We tend to watch video game trailers and the like during tea time lately. I know it’s kind of pathetic to work on games all day and to look at other people’s work on games for leisure. But anyway. One thing struck me when we were watching bits of the Fable 2 Dev Diary on Eurogamer TV. Something Joss Moore, Senior Combat Programmer (they all seem to have funny titles like that at Lionhead), said about the “One Button Combat” in their game.
For Fable 1, we had loads of different ideas about how we wanted to move forward with the combat. And we always would come up with a new thing and there’d always be the standard problem of how we work this into the controls. It was so limiting thinking “Well, we’ve run out of buttons for that. How will the player actually make this happen?” By stripping back to just using one button it seems the sky is the limit all of a sudden. Anything we can think of based on the context that it’s appropriate, we can do. Just with a single button press.
Sounded very similar to our own rejection of even the “single button press” for The Path.
I believe that this is more than a matter of restrictions stimulating creativity, though. Oddly, video game designers often seem to forget that they are working with computers and that computers can do a lot of things for you. Games often seem to be programmed as complete systems in which the player is asked to perform a function.

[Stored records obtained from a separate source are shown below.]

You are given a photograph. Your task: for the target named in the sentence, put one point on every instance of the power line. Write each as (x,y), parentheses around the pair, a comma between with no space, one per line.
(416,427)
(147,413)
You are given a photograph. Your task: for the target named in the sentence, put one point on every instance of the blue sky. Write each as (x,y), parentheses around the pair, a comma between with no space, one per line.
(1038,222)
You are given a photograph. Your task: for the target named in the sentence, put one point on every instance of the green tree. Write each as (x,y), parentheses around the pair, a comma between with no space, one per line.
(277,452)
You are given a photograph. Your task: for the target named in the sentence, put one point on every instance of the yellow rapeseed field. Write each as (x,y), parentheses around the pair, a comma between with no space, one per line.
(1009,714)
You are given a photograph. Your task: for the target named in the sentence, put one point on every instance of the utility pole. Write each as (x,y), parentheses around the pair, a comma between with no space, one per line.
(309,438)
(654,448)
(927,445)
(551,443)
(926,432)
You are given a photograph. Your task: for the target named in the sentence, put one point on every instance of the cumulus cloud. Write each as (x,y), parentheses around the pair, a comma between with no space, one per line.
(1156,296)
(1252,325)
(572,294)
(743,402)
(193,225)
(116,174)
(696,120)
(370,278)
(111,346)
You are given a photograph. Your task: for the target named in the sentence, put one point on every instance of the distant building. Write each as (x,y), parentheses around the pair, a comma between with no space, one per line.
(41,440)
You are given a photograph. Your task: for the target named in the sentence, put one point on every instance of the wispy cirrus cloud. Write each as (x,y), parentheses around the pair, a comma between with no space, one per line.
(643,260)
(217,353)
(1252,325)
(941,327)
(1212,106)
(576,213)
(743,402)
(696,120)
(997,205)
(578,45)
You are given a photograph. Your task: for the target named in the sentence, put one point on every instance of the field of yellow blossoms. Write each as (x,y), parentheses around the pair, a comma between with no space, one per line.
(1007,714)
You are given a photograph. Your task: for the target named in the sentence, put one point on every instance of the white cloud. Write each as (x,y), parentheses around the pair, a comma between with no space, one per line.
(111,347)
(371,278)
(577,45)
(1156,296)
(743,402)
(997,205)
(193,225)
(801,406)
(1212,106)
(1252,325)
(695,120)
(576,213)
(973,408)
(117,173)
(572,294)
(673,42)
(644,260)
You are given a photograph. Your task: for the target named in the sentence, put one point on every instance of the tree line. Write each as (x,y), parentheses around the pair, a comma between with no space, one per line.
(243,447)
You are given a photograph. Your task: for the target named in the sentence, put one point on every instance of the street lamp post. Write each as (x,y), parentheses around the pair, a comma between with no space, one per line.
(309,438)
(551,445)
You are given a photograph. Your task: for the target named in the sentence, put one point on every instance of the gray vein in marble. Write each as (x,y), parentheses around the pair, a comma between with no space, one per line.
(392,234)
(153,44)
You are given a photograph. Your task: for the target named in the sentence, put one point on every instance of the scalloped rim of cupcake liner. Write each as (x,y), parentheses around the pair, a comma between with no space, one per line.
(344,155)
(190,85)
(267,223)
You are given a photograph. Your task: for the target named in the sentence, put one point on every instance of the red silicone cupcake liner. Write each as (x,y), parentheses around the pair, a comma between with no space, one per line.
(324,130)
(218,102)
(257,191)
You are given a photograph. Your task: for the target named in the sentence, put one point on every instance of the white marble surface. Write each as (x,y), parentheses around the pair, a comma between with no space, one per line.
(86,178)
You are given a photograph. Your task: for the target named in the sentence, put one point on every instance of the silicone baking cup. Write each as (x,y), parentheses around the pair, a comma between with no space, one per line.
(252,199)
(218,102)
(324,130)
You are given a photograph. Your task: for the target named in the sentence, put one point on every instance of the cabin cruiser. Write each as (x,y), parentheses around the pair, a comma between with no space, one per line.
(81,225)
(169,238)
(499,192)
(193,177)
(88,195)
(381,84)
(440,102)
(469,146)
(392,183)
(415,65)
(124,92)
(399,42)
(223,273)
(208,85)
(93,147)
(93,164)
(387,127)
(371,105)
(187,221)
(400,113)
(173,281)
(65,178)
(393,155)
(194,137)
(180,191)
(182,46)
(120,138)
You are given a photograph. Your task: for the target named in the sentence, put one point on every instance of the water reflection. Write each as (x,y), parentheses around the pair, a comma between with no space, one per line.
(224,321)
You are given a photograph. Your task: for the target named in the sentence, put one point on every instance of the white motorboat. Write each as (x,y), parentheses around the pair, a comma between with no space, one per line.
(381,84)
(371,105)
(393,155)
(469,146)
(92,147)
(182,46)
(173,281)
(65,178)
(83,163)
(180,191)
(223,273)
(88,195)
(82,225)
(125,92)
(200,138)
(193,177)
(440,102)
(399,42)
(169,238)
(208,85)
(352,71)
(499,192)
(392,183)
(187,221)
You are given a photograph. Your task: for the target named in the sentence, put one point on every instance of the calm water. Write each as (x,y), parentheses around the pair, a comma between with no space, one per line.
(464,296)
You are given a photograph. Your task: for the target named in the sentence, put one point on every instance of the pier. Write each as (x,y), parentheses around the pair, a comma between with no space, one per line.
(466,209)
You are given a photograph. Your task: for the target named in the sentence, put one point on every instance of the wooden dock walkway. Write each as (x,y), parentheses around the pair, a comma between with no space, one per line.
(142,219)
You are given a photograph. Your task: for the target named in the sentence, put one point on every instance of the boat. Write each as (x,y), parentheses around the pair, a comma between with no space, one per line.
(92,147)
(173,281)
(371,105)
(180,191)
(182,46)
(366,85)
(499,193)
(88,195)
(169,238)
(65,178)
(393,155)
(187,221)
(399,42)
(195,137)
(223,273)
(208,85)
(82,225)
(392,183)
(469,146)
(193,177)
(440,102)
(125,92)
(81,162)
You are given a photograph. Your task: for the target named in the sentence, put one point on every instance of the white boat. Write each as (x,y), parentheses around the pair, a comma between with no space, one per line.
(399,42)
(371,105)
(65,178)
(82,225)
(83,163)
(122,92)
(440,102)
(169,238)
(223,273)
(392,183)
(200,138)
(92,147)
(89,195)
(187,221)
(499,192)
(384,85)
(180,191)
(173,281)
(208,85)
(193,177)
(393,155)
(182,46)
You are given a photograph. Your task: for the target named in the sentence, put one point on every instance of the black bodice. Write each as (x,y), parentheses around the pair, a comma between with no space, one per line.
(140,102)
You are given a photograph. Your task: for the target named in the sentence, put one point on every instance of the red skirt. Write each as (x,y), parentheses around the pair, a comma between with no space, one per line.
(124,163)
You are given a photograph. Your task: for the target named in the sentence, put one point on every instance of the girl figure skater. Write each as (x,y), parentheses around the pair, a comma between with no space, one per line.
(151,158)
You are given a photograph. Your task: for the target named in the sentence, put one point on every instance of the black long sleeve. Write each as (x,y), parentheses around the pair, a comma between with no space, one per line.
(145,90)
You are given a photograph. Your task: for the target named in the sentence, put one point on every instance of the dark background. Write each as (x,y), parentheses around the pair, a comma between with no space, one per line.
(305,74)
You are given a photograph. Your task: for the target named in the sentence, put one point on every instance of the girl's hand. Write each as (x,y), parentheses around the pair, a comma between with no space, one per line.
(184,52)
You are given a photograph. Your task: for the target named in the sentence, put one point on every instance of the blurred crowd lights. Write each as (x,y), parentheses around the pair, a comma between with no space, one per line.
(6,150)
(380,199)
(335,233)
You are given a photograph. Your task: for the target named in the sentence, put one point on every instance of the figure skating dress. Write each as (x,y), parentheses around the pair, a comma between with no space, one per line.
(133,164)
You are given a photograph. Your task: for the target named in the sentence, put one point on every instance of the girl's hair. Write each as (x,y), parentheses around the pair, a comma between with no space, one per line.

So, in essense, when playing, we are working for the game, helping it to become complete.
But weren’t computers invented to work for us? Let the computer do the hard work! Even in games. Not only does that free us up to enjoy the art and the story better. This way, the computer can also become an active and creative element in the experience. The computer can become your ally, your friend, while together you explore this strange new virtual world.